Published May 23, 2012 11:00 am

Weather • Much of the state is facing extreme wildfire risk.
This is an archived article that was published on sltrib.com in 2012, and information in the article may be outdated. It is provided only for personal research purposes and may not be reprinted.

Cloudy, gusty and wetter weather was the forecast Wednesday for northern Utah, bringing at least a temporary halt to record-setting hot spring temperatures for the region earlier this week.

The mercury was to dip a few degrees in southern Utah, too, but with little chance of rain there and winds of up to 25 mph whipping through parched high desert vegetation, the risk for wildfires remained high.

Indeed, the National Weather Service issued a "Red Flag" or extreme risk warning for rapidly spreading blazes in the grasslands, sagebrush and forests of Utah's Dixie.

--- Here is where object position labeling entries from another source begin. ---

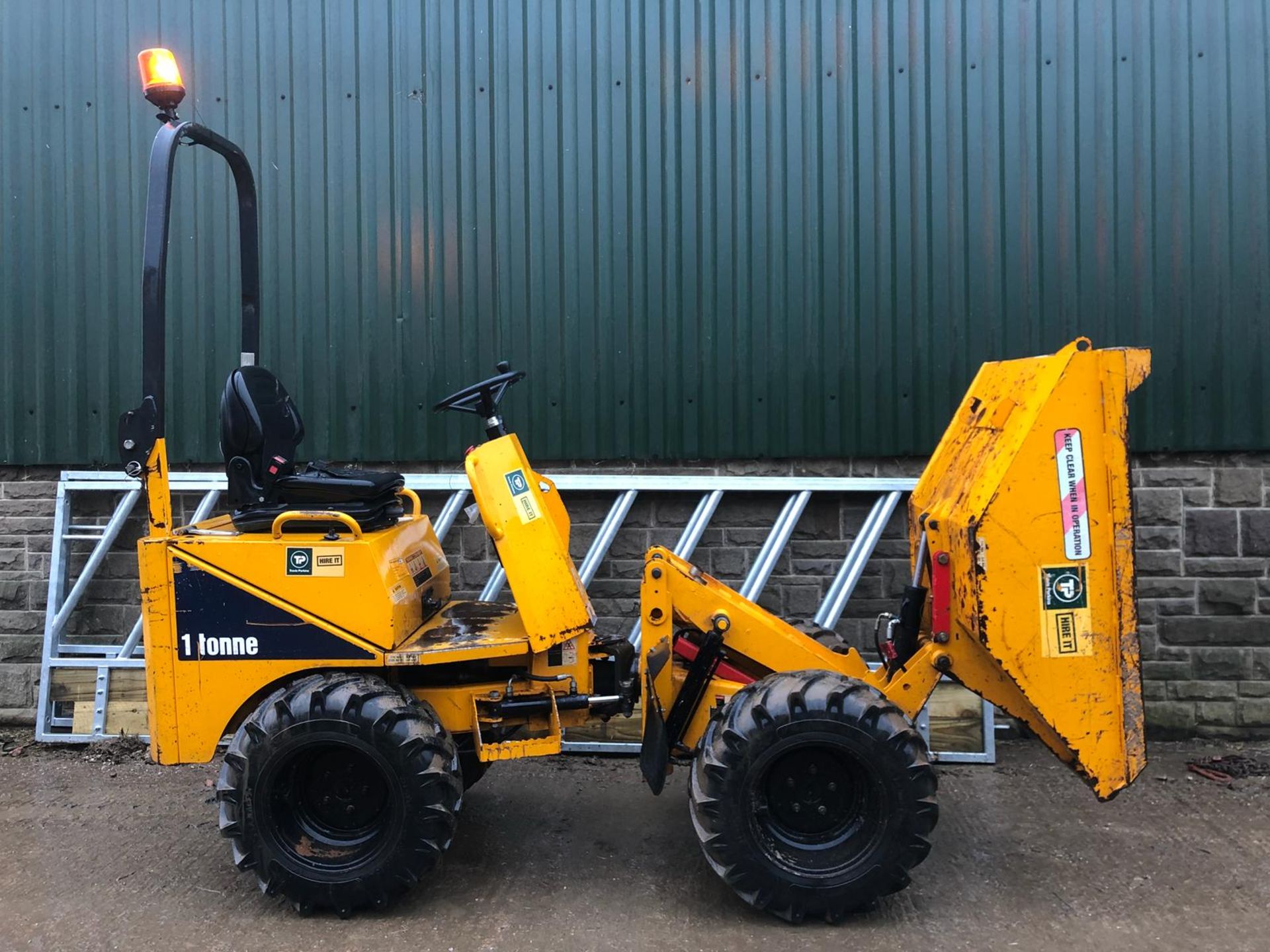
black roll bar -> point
(140, 428)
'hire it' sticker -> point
(1071, 491)
(526, 507)
(1066, 622)
(321, 561)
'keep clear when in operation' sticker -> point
(526, 507)
(1066, 622)
(1071, 491)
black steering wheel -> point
(484, 397)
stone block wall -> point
(1203, 541)
(1203, 545)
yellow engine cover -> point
(1028, 493)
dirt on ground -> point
(103, 850)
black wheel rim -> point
(332, 804)
(818, 808)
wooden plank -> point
(121, 717)
(956, 719)
(80, 683)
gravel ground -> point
(103, 851)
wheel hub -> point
(812, 795)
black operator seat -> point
(261, 429)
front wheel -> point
(812, 795)
(339, 793)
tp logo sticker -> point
(300, 561)
(1074, 506)
(1066, 619)
(526, 507)
(1064, 587)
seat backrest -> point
(261, 429)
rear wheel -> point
(812, 795)
(339, 791)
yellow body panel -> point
(374, 587)
(530, 527)
(1028, 494)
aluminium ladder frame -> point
(106, 658)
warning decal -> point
(1066, 622)
(1071, 491)
(526, 507)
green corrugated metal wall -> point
(706, 229)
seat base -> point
(370, 514)
(367, 495)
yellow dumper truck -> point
(316, 625)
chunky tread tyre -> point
(780, 725)
(273, 776)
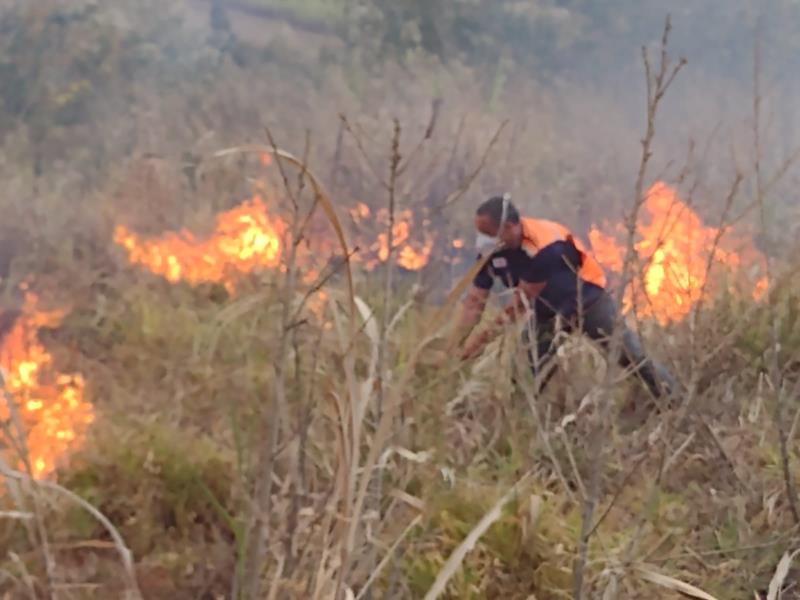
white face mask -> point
(487, 243)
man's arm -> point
(471, 312)
(524, 296)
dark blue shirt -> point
(555, 265)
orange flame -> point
(673, 245)
(245, 239)
(410, 255)
(51, 407)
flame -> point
(245, 239)
(673, 245)
(51, 407)
(411, 255)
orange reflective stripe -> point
(538, 233)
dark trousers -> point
(598, 322)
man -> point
(551, 272)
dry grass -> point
(222, 418)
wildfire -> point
(673, 245)
(411, 256)
(245, 238)
(50, 405)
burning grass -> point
(181, 374)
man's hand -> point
(474, 347)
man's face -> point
(510, 234)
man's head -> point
(497, 220)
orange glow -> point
(50, 405)
(760, 289)
(245, 239)
(673, 244)
(410, 254)
(359, 212)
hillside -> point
(233, 246)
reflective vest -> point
(538, 233)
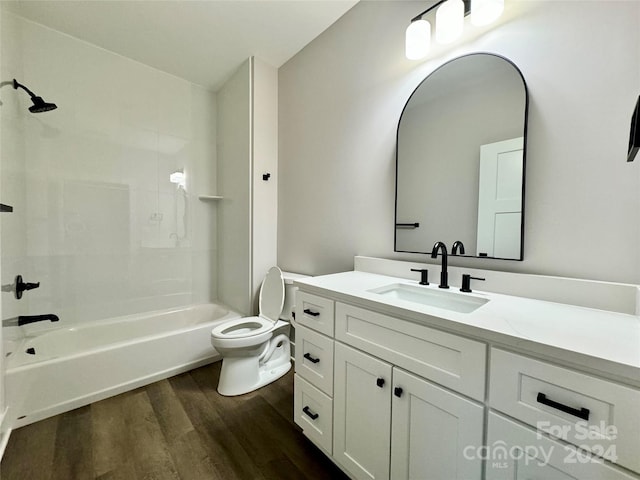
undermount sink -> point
(455, 302)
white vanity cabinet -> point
(389, 423)
(388, 396)
(313, 381)
(362, 413)
(597, 415)
(517, 452)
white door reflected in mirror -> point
(500, 199)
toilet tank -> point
(289, 294)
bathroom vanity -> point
(399, 380)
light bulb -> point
(483, 12)
(417, 39)
(449, 21)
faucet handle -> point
(466, 282)
(22, 286)
(424, 275)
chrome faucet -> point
(444, 276)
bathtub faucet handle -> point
(24, 319)
(21, 286)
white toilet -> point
(251, 358)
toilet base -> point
(240, 375)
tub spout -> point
(24, 319)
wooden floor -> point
(179, 428)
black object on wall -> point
(634, 134)
(39, 105)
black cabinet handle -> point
(310, 358)
(583, 413)
(311, 415)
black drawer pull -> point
(310, 358)
(308, 411)
(583, 413)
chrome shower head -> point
(39, 105)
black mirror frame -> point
(524, 155)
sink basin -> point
(455, 302)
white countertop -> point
(595, 340)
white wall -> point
(96, 219)
(340, 99)
(234, 184)
(265, 160)
(247, 149)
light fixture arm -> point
(467, 9)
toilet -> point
(252, 356)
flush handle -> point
(582, 413)
(309, 413)
(310, 358)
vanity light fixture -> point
(449, 23)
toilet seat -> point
(271, 302)
(242, 327)
(251, 356)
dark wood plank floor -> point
(179, 428)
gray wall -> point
(340, 99)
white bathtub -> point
(75, 366)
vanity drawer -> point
(517, 452)
(313, 412)
(452, 361)
(314, 358)
(600, 416)
(314, 312)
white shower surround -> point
(77, 365)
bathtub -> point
(73, 366)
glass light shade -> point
(449, 21)
(483, 12)
(417, 39)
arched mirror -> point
(460, 160)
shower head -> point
(39, 105)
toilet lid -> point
(242, 328)
(272, 295)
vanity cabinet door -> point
(431, 430)
(362, 413)
(517, 452)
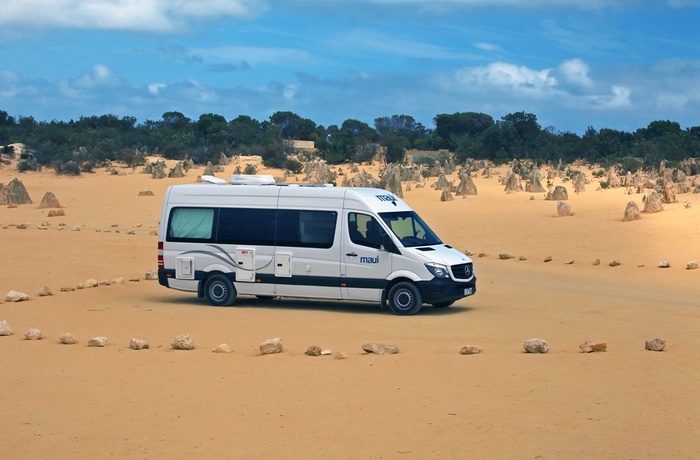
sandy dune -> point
(429, 401)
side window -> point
(309, 229)
(191, 224)
(364, 230)
(246, 226)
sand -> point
(429, 401)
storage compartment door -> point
(283, 265)
(245, 265)
(184, 268)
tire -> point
(443, 304)
(219, 291)
(404, 299)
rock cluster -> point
(138, 344)
(631, 212)
(564, 209)
(49, 201)
(271, 346)
(33, 334)
(14, 193)
(536, 346)
(380, 349)
(67, 339)
(655, 344)
(183, 342)
(593, 347)
(470, 350)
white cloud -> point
(575, 71)
(507, 76)
(136, 15)
(487, 46)
(155, 88)
(618, 98)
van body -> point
(363, 244)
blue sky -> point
(616, 64)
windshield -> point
(410, 228)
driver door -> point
(365, 265)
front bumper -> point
(441, 290)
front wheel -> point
(405, 299)
(219, 291)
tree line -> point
(91, 140)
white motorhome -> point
(225, 239)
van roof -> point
(376, 199)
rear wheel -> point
(219, 291)
(405, 299)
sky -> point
(617, 64)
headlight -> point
(438, 270)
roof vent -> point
(251, 179)
(211, 179)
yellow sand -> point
(429, 401)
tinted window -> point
(246, 226)
(310, 229)
(191, 224)
(365, 230)
(410, 228)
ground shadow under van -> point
(287, 303)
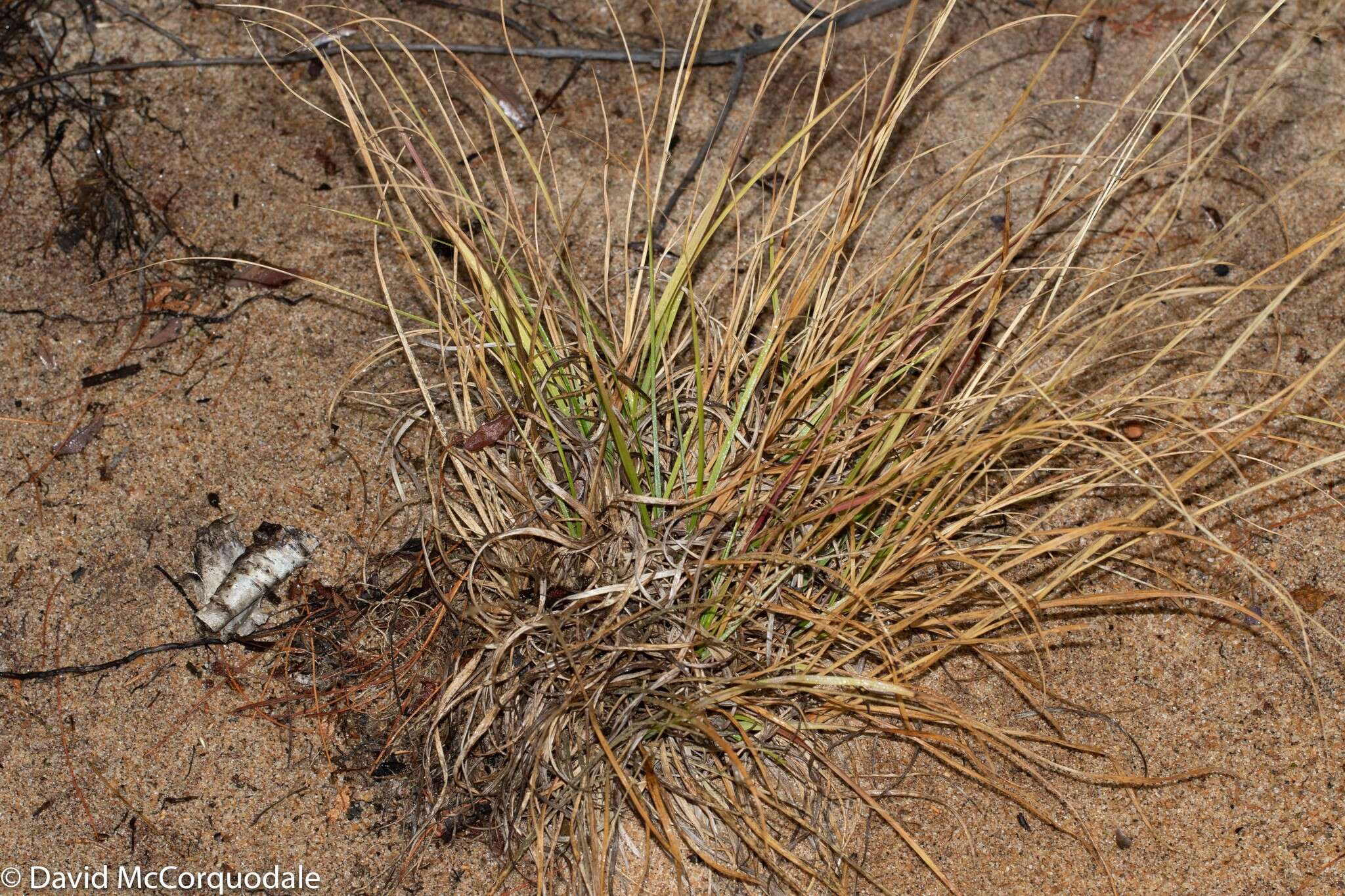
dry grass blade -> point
(726, 503)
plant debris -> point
(109, 377)
(260, 274)
(232, 581)
(79, 440)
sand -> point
(152, 765)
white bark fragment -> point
(234, 581)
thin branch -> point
(666, 58)
(735, 86)
(43, 675)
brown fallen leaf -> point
(260, 274)
(341, 806)
(78, 440)
(491, 431)
(1310, 598)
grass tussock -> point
(699, 513)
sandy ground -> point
(150, 765)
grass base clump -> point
(699, 517)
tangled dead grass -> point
(694, 517)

That advisory also encompassed the western deserts from the state's northern to southern borders, as well as central and eastern Utah, from Wyoming in the north to the Arizona border to the south. That warning was to officially kick in at 9 a.m. Wednesday and run through 10 p.m.

Air quality statewide was graded "Green," or good by the Utah Division of Environmental Quality.

After a record-setting 94 degrees on Monday, Salt Lake City was forecast to reach only 83 on Tuesday and, as a new Pacific storm system rolled in, just 66 degrees on Wednesday. Ogdenites looked for a high of 64 degrees Wednesday on the heels of Tuesday's 79; Provo expected 69 and 86, respectively; Logan 62 and 74; Wendover 67 and 81; Duchesne 69 and 83; Cedar City 79 and 87; St. George 93 and 99; and Moab 85 and 95 degrees.